6.3 Sum Rule, Product Rule, and Bayes’ Theorem

Probability theory can be viewed as an extension of logic that allows reasoning under uncertainty. All of probability theory can be built from two fundamental rules — the Sum Rule and the Product Rule — both of which arise naturally from the desiderata of plausible reasoning (Jaynes, 2003).

6.3.1 The Sum Rule (Marginalization Property)

The Sum Rule relates a joint distribution to its marginal distribution by summing or integrating over unobserved variables.
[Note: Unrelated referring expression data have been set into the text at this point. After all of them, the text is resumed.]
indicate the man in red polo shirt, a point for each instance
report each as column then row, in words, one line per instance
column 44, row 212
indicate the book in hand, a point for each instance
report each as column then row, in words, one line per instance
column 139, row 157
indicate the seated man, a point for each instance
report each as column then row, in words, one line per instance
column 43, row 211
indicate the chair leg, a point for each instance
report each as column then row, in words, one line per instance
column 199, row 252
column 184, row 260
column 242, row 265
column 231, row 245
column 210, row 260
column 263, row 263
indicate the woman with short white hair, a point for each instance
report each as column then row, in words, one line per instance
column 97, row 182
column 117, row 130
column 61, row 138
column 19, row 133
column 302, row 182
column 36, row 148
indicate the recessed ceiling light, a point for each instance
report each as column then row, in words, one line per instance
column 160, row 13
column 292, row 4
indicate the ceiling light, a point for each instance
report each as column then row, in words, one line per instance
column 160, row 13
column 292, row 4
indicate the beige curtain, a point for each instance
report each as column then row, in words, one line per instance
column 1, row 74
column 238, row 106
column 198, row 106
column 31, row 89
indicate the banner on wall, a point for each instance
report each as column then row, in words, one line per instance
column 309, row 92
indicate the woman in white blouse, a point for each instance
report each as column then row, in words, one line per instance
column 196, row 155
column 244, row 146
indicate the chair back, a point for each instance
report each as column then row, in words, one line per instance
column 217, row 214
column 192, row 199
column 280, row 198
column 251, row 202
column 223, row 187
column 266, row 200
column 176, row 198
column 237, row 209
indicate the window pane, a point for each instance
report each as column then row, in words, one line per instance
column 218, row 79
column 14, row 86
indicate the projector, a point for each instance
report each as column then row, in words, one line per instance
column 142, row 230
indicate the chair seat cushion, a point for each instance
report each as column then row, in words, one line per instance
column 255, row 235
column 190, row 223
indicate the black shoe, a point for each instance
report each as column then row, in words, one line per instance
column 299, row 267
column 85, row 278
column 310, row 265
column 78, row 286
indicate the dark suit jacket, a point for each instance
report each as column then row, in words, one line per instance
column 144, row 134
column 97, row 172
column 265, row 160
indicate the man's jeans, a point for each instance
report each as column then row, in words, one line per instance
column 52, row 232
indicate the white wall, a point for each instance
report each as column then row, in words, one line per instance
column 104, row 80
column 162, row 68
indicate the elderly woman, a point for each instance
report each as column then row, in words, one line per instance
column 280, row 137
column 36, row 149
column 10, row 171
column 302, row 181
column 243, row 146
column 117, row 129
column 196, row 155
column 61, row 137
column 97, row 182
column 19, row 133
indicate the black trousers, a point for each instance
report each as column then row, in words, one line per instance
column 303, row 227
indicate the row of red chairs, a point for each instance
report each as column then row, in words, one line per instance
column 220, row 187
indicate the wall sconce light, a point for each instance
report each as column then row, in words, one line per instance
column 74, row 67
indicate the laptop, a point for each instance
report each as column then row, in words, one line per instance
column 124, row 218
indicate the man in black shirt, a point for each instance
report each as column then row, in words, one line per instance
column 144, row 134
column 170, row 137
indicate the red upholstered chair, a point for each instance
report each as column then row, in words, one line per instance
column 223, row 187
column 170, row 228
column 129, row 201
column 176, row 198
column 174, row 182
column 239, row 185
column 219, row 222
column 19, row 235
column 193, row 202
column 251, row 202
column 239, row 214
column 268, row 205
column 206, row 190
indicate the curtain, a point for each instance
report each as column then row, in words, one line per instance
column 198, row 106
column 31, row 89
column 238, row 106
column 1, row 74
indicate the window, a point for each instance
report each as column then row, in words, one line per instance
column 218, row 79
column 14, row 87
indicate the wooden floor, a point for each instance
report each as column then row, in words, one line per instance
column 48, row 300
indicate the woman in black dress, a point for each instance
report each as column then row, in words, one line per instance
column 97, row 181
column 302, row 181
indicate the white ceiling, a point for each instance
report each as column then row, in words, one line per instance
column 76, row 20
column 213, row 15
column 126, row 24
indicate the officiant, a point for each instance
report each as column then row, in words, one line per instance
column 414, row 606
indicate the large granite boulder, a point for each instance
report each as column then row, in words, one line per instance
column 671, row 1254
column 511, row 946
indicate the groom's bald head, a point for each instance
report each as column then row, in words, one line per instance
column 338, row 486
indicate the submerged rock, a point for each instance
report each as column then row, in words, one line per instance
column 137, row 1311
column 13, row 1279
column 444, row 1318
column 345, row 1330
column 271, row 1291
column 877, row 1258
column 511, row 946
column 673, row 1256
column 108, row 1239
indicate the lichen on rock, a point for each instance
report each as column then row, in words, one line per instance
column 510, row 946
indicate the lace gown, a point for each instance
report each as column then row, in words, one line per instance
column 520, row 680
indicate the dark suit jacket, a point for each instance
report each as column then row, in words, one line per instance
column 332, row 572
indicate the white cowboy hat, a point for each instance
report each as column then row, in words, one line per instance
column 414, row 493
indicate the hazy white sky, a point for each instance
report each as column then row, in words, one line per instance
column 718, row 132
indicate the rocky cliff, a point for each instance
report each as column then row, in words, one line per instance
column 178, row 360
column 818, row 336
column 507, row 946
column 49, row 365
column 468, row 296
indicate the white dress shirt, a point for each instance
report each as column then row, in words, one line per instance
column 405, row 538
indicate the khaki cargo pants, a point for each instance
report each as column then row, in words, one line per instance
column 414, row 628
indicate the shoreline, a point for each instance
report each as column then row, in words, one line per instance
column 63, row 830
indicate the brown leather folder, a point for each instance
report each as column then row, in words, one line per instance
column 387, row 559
Theorem 6.2 Sum Rule: If \(x\) and \(y\) are random variables with joint probability \(p(x, y)\), then: \[ p(x) = \begin{cases} \sum\limits_{y \in Y} p(x, y), & \text{if } y \text{ is discrete} \\ \int_Y p(x, y) \, dy, & \text{if } y \text{ is continuous} \end{cases} \]

\(p(x, y)\): joint probability of \(x\) and \(y\)
\(p(x)\): marginal probability of \(x\)
\(Y\): set of all possible values of \(y\)

Example 6.12 Discrete Joint Distribution

Let \(X\) and \(Y\) be discrete random variables with joint probability mass function given by:

\(Y \backslash X\)	1	2	3
0	0.10	0.15	0.05
1	0.20	0.30	0.20

Use the sum rule to find the marginal probability \(P(X = 2)\).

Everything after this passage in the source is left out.